Earlier this month France announced that it will reopen its investigation into the disappearance of MH370:
French newspaper Le Parisien reports that investigators are keen to verify data from Inmarsat — the British operator of a global satellite network — which tracked the aircraft’s pings to the southern Indian Ocean off Western Australia, where it is believed to have crashed.
I was happy to hear that, because for the last four years I’ve been making the case that there is one known way by which the Inmarsat data could have been falsified as it was being transmitted from the plane. This falsification would make the plane look like it was heading south when it was really heading north, and would explain why an exhaustive quarter-billion-dollar search of the southern seabed found no trace of the plane.

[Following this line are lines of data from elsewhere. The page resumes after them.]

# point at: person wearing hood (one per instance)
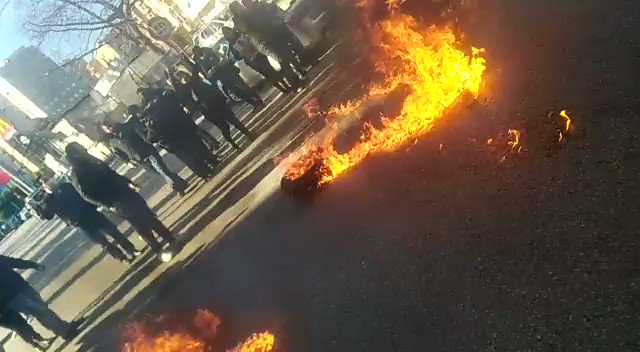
(100, 185)
(225, 71)
(18, 297)
(215, 108)
(64, 202)
(14, 321)
(170, 126)
(242, 48)
(126, 139)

Of course, there are other reasons to suspect that the plane went north. One of the less probative but more elegant is the simple fact that when it was last spotted, that’s where the plane was turning. The above image comes from page 4 of Appendix 1.6E of the latest Malaysian report, entitled “Aircraft Performance Analysis,” prepared by Boeing. I think this appendix is one of the most important sections of the whole report, as the authority of the source is unimpeachable and its assertions are laid out with such clarity. In this image we see a summary view of what is known about the first two hours of the plane’s flight, based on a combination of secondary and primary radar as well as the first ping from the Inmarsat data. It shows, as I and others have pointed out, that after an aggressive turnback at IGARI, and a high-speed flight over peninsular Malaysia and up the Malacca Strait, the plane disappeared from primary radar and then turned to the north.
Some have proposed that this is best explained by the assumption that whoever was in charge of the plane wanted to avoid conflicting traffic on the airway, but that is absurd–there was no conflicting traffic, and anyway it would be very simple to avoid any such hypothetical traffic by flying at a nonstandard altitude. A simpler explanation is that they turned to the north because they were heading north.
The report has another similiarly compelling illustration that combines fuel-burn data with ping-ring distances to illustrate the various routes the plane might have flown, assuming a constant altitude and turns only at ping arcs:
This picture neatly illustrates a point that the DSTG arrived at more conclusively through the heavily application of mathematics: namely, the only straight-ish flight paths that wind up at the 7th arc at the correct time and distance for fuel exhaustion are ones that fly around 450 to 475 knots, and at relatively high altitude. This is where the Australians originally looked for the plane, and really it was always the only rational place to look.
The absence of the plane in this area could have told the authorities two years ago that something was up–and that would have been the right time to start being suspicious about the Inmarsat data.